Il suit de là, sans qu’il soit besoin d’examiner les autres moyens soulevés à l’appui des conclusions à fin d’annulation du refus de titre de séjour, d’annuler cette décision.
Par voie de conséquence, Mme A... est fondée à demander l’annulation de la décision portant obligation de quitter le territoire français qui a été prise sur le fondement des dispositions du 3° de l’article L. 611-1 du code de l’entrée et du séjour des étrangers et du droit d’asile qui permet de prendre une telle mesure à l’encontre d’une personne de nationalité étrangère qui s’est vu refuser la délivrance d’un titre de séjour, ainsi que des décisions fixant le pays de destination et lui faisant interdiction de retour sur le territoire français.
Sur les conclusions à fin d’injonction :
Dans le dernier état des écritures de la requérante, les conclusions aux fins d’injonction ne visent plus qu’à obtenir du préfet territorialement compétent qu’il lui délivre un titre de séjour ou qu’il procède à un nouvel examen de sa situation.
Le motif d’annulation retenu n’implique pas nécessairement qu’il soit enjoint au préfet des Yvelines, désormais territorialement compétent, de délivrer un titre de séjour « passeport talent – salarié qualifié », alors au demeurant que le préfet du Finistère était saisi d’une demande de titre de séjour en qualité de travailleuse temporaire. En revanche, le présent jugement implique nécessairement que le préfet des Yvelines procède au réexamen de la demande de titre de séjour initialement présentée par la requérante auprès du préfet du Finistère, qui devra la transmettre au préfet des Yvelines. Il y a lieu d’enjoindre à l’autorité préfectorale territorialement compétente de procéder à ce réexamen dans un délai de deux mois à compter de la notification du présent jugement. Il n’y a pas lieu, en revanche, d’assortir cette injonction d’une astreinte.
Sur les conclusions relatives aux frais d’instance :
Il y a lieu, dans les circonstances de l’espèce, de mettre à la charge de l’État une somme de 1 200 euros sur le fondement de l’article L. 761-1 du code de justice administrative.
D E C I D E :

Article 1er : L’arrêté du 24 juillet 2025 du préfet du Finistère, pris à l’encontre de Mme A..., est annulé.

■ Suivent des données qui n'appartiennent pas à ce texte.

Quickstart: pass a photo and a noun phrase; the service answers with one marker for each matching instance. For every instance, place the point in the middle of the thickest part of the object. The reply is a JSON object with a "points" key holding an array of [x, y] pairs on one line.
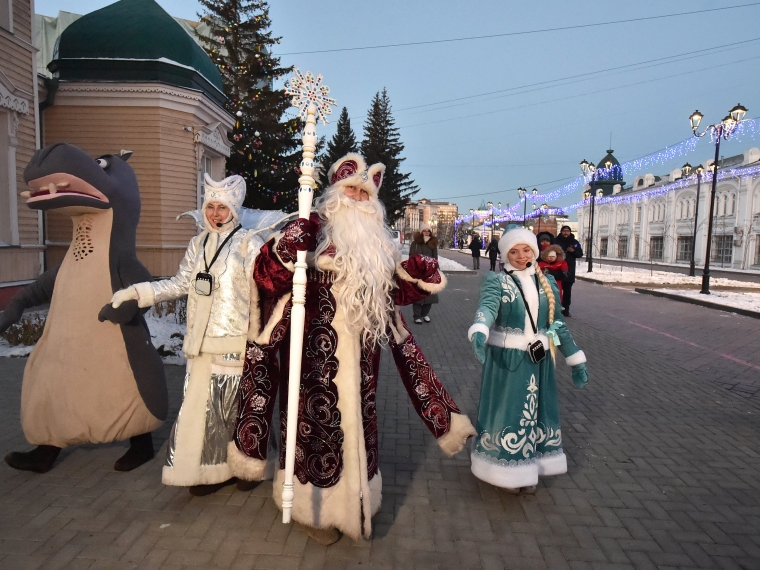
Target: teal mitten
{"points": [[580, 376], [479, 346]]}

Article 2 : Il est enjoint à l’autorité préfectorale territoriale compétente de procéder au réexamen de la demande de titre de séjour présentée que Mme A... a présentée auprès du préfet du Finistère dans un délai de deux mois à compter de la notification du présent jugement.

Article 3 : L’État versera à Mme A... la somme de 1 200 euros en application de l’article L. 761-1 du code de justice administrative.

Article 4 : Le surplus des conclusions présentées par Mme A... est rejeté

Article 5 : Le présent jugement sera notifié à Mme B... A..., au préfet du Finistère et au préfet des Yvelines.


Délibéré après l’audience du 6 mars 2026, à laquelle siégeaient :

M. Labouysse, président,
Mme Doisneau-Herry, première conseillère,
Mme René, première conseillère.

Rendu public par mise à disposition au greffe le 20 mars 2026.


La rapporteure,
signé
V. Doisneau-Herry

Le président,
signé
D. Labouysse


La greffière,


signé

É. Fournet

La République mande et ordonne au préfet du Finistère et au préfet des Yvelines en ce qui les concerne ou à tous commissaires de justice à ce requis en ce qui concerne les voies de droit commun contre les parties privées, de pourvoir à l’exécution de la présente décision.